Windows Codepage Interactions with Standard C/C++ filenames? - c++

A customer is complaining that our code used to write files with Japanese characters in the filename but no longer works in all cases. We have always just used good old char * strings to represent filenames, so it came as a bit of a shock to me that it ever worked, and we haven't done anything I am aware of that should have made it stop working. I had them send me a file with an embedded filename in it exported from our software, and it looks like the strings use hex characters 82 and 83 as the first character of a double-byte sequence to represent the Japanese characters. Poking around online leads me to believe this is probably SHIFT_JIS and/or Windows codepage 932.
It looks to me like what is happening is previously both fopen and ofstream::open accepted filenames using this codepage; now only fopen does. I've checked the Visual Studio fopen docs, and I see no hint of what makes an acceptable string to pass to fopen.
In the short run, I'm hoping someone can shed some light on the specific Windows fopen versus ofstream::open issue for me. In the long run, I'd really like to know the accepted way of opening Unicode (and other?) filenames in C++, on Windows, Linux, and OS X.
Edited to add: I believe that the opens that work are done in the "C" locale, whereas the ones that do not work are done in whatever the customer's default locale is. However, that has been the case for years now, and the old version of the program still works today on their system, so this seems a longshot for explaining the issue we are seeing.
Update: I sent off a small test program to the customer. It has verified that fopen works fine with the SHIFT_JIS filename, and std::ofstream does not. This is in Visual Studio 2005, and happened regardless of whether I used the default locale or the "C" locale.
I'm still interested if anyone has an explanation for this behavior (and why it mysteriously changed -- perhaps a service pack of VS2005?) and hoping to put together a comprehensive "best practices" for handling Unicode filenames in portable C++ code.
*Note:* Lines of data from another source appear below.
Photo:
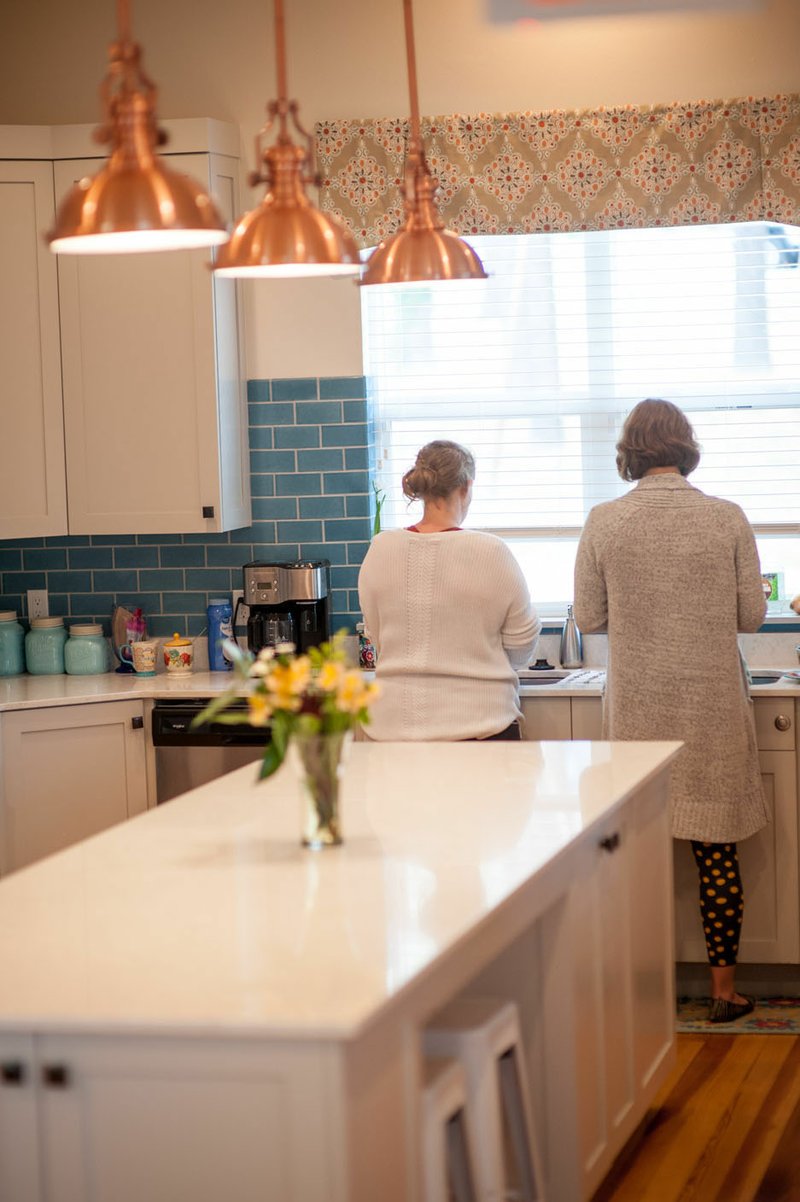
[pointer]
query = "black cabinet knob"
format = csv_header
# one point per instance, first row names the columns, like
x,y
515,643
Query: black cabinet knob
x,y
12,1072
55,1076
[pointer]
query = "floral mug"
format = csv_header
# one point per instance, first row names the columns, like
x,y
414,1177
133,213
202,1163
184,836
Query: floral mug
x,y
178,654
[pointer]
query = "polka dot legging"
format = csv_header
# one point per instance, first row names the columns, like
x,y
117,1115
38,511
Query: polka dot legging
x,y
721,899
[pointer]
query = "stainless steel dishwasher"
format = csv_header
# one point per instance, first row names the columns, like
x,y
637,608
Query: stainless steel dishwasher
x,y
187,757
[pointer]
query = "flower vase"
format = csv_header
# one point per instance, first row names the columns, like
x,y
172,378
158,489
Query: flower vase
x,y
317,761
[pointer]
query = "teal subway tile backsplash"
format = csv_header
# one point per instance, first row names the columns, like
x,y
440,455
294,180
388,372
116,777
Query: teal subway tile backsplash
x,y
310,447
342,387
294,390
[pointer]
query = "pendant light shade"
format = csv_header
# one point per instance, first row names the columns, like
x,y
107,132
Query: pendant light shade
x,y
286,234
136,202
422,250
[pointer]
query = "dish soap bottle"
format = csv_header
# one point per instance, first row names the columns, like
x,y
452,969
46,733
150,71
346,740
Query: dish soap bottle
x,y
571,653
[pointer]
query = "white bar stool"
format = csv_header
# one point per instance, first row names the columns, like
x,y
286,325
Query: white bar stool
x,y
446,1137
484,1036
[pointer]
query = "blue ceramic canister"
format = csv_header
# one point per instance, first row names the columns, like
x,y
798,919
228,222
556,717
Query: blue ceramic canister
x,y
220,625
85,652
12,644
45,646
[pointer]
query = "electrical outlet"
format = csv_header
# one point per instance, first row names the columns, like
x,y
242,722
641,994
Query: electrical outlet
x,y
37,604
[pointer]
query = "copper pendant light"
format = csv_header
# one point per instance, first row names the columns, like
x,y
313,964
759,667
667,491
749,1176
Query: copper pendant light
x,y
286,234
136,202
423,250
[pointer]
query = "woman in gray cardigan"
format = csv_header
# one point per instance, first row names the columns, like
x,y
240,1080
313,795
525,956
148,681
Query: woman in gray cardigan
x,y
673,576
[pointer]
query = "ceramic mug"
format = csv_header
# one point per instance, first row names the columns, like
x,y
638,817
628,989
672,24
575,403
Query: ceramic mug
x,y
179,654
144,656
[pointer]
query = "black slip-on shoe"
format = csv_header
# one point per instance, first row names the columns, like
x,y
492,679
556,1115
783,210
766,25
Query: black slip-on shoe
x,y
723,1011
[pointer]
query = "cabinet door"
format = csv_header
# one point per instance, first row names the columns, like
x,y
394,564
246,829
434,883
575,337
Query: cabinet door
x,y
587,718
770,932
67,773
545,718
33,489
191,1120
149,408
621,912
603,998
19,1170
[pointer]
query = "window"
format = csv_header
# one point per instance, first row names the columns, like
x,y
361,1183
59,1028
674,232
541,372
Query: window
x,y
536,368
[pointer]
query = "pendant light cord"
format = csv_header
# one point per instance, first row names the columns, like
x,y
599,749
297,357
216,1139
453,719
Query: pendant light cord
x,y
411,60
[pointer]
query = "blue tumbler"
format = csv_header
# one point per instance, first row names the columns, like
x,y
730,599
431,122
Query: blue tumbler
x,y
220,625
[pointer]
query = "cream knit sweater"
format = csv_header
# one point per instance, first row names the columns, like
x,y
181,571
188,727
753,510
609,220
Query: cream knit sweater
x,y
451,619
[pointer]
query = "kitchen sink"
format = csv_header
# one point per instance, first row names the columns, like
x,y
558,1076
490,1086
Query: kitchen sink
x,y
543,676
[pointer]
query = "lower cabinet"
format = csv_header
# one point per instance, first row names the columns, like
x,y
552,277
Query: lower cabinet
x,y
127,1119
562,718
67,772
624,986
768,860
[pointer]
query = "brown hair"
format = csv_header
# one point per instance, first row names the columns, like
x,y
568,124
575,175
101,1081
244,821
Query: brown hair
x,y
440,469
656,434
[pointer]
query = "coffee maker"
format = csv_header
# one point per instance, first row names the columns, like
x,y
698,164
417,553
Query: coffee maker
x,y
288,604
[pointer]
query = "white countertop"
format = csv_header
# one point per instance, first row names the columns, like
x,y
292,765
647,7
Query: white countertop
x,y
206,915
35,691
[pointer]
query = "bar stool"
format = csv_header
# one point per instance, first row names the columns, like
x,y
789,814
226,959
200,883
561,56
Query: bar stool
x,y
483,1035
447,1158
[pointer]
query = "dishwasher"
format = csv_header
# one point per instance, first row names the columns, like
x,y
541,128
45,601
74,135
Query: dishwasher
x,y
187,757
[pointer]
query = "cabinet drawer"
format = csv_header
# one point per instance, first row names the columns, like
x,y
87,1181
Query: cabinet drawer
x,y
775,724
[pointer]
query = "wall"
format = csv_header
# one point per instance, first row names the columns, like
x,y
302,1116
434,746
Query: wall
x,y
309,448
347,59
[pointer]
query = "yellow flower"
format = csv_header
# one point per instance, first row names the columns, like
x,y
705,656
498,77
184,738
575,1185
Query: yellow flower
x,y
290,680
260,708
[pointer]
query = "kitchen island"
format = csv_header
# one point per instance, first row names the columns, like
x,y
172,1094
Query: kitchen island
x,y
192,1006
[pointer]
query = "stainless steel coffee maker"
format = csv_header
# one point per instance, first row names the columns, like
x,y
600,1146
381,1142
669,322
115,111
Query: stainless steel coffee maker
x,y
288,604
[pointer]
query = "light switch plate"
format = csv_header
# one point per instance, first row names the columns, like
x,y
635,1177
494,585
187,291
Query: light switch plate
x,y
244,611
37,604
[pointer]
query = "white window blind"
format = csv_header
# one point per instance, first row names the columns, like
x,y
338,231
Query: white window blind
x,y
536,368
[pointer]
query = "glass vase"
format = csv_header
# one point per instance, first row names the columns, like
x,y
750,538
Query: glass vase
x,y
317,761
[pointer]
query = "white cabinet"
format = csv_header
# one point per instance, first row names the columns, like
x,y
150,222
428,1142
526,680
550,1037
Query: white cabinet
x,y
562,718
624,993
66,773
33,491
153,411
547,718
768,860
127,1119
Functions like fopen or ofstream::open take the file name as char *, but that is interpreted as being in the system code page.
It means that it can be a Japanese character represented as Shift-JIS (cp932), or Chinese Simplified (Big 5/cp936), Korean, Arabic, Russian, you name it (as long as it matches the OS system code page).
It also means that it can use Japanese file names on a Japanese system only.
Change the system code page and the application "stops working"
I suspect this is what happens here (no big changes in Windows since Win 2000, in this area).
This is how you change the system code page: http://www.mihai-nita.net/article.php?artID=20050611a
In the long run you might consider moving to Unicode (and using _wfopen, wofstream).

I'm not aware of any portable way of using unicode files using default system libraries. But there are some frameworks that provide portable functions, for example:
for C: glib uses filenames in UTF-8;
for C++: glibmm also uses filenames in UTF-8, requires glib;
for C++: boost can use wstring for filenames.
I'm pretty sure .NET/mono frameworks also do contain portable filesystem functions, but I don't know them.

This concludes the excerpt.